Adhesive Man’s adventures with Wimpy Sidekick continued throughout WWII alongside the Pugilist Posse, however with a decline in comic readership in general thanks to the changing tastes of children led to Adhesive Man briefly becoming a glue monster and Adhesive Man becoming a horror comic. It was said when Fredric Wertham saw this interpretation of Adhesive Man appearing as a large sticky white blob it inspired him to start the research into what became the 1954 book “Seduction of the Innocent”.

It was soon after this that Adhesive Man was turned back into a superhero and by his 1958 relaunch he was spearheading the start of the Silver Age of comics in Adhesive Fantasy #1. This relaunch attempted to try and appeal to parents as much as kids by making the books extra flammable for parents that did not approve of them for their children. It was also during this time that Solvent Man was replaced by Teflon Man as Adhesive Man’s arch enemy, as well as Wimpy Sidekick getting re-introduced into the series as traditional sidekicks had been falling to the wayside over the last decade. This era of the comics began utilizing Adhesive Man facing the same kind of problems real people had, like what kind of sandwich he was going to have and Wimpy Sidekick’s having failed Gym Class. These classic adventures led into the bronze age and such “gritty” classics as Adhesive Man Returns, Crisis of Immature Jerks, and Adhesive’s Watch, Man. After 1988 ended, however, Adhesive Man was about to branch into a new form of marketing that almost single handedly killed the comic industry during its greatest boom: Multiple covers.

Adhesive Man relaunched in 1989 with the 23rd Adhesive Man #1, which featured an astonishing 12 variant covers. This was such a success that Adhesive Man was relaunched later in the same month with another Adhesive Man #1 (the 24th, for those of you keeping count) that featured each comic supply chain receiving its own variant cover. Confident, that they had the public’s attention, the team behind Adhesive Man stopped releasing variant covers, confident nobody would ever use a variant cover ever again.

Before long Hollywood came calling. It was a wrong number, but shortly after that a script was sent to Hollywood and Hollywood called again to say yes, ushering in the Cinematic age of comic books. Adhesive Man was a huge box office success, staying in theatres for weeks, earning far more than its budget with a line of toys offered at stores and as prizes in fast food kids meals (sticks to your hands while the food sticks to your ribs!) Unfortunately the original actor couldn’t commit to the sequel, so they hired a new one for the sequel and the sequel to that. This worked so well that the new saying in LA became “nobody plays Adhesive Man twice”.

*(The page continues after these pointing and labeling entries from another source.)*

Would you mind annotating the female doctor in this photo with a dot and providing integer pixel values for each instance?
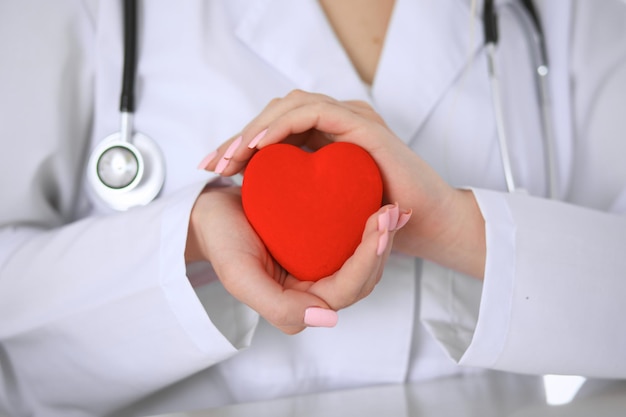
(102, 316)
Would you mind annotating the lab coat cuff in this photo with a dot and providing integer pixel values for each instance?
(492, 327)
(231, 324)
(469, 318)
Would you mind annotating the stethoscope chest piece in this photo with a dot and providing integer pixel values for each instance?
(124, 174)
(127, 168)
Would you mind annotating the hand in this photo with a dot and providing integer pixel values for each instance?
(446, 227)
(220, 234)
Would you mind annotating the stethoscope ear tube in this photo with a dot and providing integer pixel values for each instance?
(127, 168)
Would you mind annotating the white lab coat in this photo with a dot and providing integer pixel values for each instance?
(97, 313)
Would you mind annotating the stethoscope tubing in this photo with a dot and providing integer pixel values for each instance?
(528, 18)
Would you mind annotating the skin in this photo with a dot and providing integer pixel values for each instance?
(446, 226)
(219, 233)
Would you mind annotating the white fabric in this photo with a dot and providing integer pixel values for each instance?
(97, 315)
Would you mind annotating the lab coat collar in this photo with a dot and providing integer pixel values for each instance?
(296, 39)
(427, 47)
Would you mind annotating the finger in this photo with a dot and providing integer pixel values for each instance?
(285, 308)
(360, 274)
(337, 121)
(232, 156)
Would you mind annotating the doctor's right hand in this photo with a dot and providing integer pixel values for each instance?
(220, 233)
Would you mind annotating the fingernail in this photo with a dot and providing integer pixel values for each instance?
(394, 213)
(257, 139)
(221, 166)
(404, 219)
(383, 239)
(320, 317)
(207, 160)
(383, 220)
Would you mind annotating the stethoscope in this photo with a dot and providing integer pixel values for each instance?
(526, 14)
(127, 168)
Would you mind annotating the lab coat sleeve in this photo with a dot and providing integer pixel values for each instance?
(552, 300)
(100, 313)
(94, 313)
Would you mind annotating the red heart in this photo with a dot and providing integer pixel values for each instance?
(310, 209)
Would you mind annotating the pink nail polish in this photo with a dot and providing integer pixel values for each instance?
(257, 139)
(383, 220)
(320, 317)
(394, 213)
(404, 219)
(207, 160)
(383, 240)
(221, 166)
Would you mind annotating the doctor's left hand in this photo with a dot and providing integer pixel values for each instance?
(220, 233)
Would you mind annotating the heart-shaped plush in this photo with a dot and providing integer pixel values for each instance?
(310, 208)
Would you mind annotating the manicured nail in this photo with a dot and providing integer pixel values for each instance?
(320, 317)
(257, 139)
(221, 166)
(383, 239)
(394, 213)
(404, 219)
(383, 220)
(207, 160)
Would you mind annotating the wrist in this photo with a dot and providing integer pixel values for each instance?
(450, 233)
(196, 248)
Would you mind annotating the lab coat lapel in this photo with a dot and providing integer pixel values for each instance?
(427, 47)
(296, 39)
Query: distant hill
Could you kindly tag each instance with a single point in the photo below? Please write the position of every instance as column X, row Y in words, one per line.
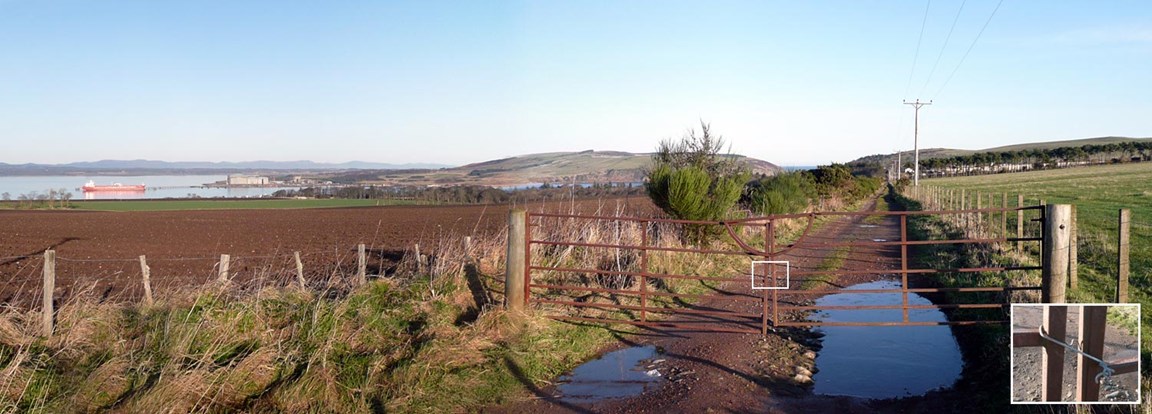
column 552, row 167
column 144, row 166
column 942, row 152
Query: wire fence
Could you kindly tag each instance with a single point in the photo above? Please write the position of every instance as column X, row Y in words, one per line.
column 134, row 279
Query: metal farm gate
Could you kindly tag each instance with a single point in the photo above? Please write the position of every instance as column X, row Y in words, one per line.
column 768, row 271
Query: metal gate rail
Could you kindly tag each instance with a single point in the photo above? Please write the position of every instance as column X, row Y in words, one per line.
column 599, row 269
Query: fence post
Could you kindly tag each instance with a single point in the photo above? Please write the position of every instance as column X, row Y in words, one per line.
column 1020, row 221
column 146, row 273
column 1122, row 250
column 300, row 270
column 1054, row 273
column 1093, row 322
column 224, row 268
column 468, row 249
column 50, row 287
column 514, row 270
column 1055, row 323
column 419, row 260
column 361, row 264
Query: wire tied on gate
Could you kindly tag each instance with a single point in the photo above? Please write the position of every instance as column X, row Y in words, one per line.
column 1111, row 389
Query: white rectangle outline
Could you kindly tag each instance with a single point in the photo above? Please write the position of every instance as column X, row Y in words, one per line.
column 787, row 276
column 1012, row 358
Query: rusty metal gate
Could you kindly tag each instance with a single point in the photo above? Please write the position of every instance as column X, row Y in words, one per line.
column 767, row 271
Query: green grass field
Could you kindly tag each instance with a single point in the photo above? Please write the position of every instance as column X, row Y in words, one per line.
column 1098, row 194
column 228, row 204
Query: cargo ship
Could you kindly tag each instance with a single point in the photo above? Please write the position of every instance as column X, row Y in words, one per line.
column 91, row 187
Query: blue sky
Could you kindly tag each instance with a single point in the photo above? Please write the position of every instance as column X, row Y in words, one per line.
column 790, row 82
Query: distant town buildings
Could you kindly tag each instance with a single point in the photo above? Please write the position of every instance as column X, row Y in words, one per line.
column 248, row 180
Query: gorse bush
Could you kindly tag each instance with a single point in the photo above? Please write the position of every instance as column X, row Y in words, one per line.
column 691, row 180
column 780, row 194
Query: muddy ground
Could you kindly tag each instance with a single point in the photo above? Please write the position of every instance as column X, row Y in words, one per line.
column 742, row 373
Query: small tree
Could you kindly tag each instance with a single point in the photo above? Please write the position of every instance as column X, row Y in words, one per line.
column 781, row 194
column 691, row 180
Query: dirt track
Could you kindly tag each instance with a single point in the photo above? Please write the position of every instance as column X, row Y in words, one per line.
column 734, row 373
column 101, row 249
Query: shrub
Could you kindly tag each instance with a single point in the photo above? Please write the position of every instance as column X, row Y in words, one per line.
column 690, row 180
column 779, row 194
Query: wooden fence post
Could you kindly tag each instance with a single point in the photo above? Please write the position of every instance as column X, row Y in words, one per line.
column 1003, row 218
column 1093, row 322
column 1122, row 250
column 419, row 260
column 50, row 287
column 1073, row 261
column 1054, row 273
column 468, row 249
column 514, row 269
column 1055, row 323
column 1020, row 223
column 146, row 273
column 224, row 268
column 361, row 264
column 979, row 216
column 300, row 270
column 963, row 204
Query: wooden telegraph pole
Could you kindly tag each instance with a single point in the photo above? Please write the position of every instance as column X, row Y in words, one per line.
column 916, row 141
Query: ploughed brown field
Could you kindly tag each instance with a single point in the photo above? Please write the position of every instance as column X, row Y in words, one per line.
column 100, row 250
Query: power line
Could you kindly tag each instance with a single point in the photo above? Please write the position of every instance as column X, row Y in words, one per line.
column 917, row 55
column 969, row 49
column 946, row 39
column 916, row 142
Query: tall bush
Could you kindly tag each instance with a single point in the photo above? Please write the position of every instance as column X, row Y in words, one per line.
column 691, row 180
column 781, row 194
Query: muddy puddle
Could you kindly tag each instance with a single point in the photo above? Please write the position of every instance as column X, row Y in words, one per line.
column 883, row 361
column 618, row 374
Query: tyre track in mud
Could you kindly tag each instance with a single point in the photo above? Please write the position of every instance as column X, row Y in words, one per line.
column 742, row 373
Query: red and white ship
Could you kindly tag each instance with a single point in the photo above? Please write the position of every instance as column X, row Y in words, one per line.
column 91, row 187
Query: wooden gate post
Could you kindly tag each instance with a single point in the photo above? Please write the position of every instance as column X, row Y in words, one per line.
column 300, row 270
column 224, row 268
column 1122, row 250
column 1020, row 221
column 1073, row 255
column 50, row 287
column 1056, row 235
column 1093, row 322
column 1055, row 323
column 361, row 264
column 514, row 270
column 146, row 275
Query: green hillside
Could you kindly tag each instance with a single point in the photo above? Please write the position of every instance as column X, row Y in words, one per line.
column 553, row 167
column 945, row 152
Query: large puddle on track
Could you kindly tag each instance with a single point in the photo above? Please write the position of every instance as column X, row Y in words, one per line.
column 884, row 361
column 618, row 374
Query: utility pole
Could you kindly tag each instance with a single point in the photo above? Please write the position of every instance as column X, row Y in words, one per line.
column 916, row 140
column 900, row 165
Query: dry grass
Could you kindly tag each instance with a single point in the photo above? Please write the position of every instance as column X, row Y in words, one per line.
column 416, row 339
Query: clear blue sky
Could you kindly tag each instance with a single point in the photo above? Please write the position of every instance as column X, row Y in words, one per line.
column 790, row 82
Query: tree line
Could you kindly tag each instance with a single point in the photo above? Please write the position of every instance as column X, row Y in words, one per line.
column 465, row 194
column 692, row 180
column 987, row 163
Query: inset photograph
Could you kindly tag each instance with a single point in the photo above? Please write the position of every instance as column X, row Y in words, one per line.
column 1076, row 353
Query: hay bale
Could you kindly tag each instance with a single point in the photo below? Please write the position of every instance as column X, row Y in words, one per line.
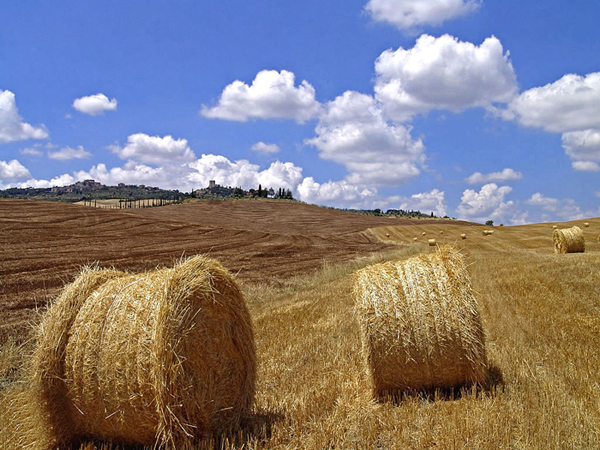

That brings us to this unassuming volume you hold in your hands. This is a collection of our beloved hero’s greatest adventures. These are tales of adventure, tales of daring, tales of laughter and tales that will stick in your head for years to come. These tales capture the essence of Adhesive Man, Wimpy Sidekick, and the others as well as any ever have. I hope you get as much joy out of them as I have.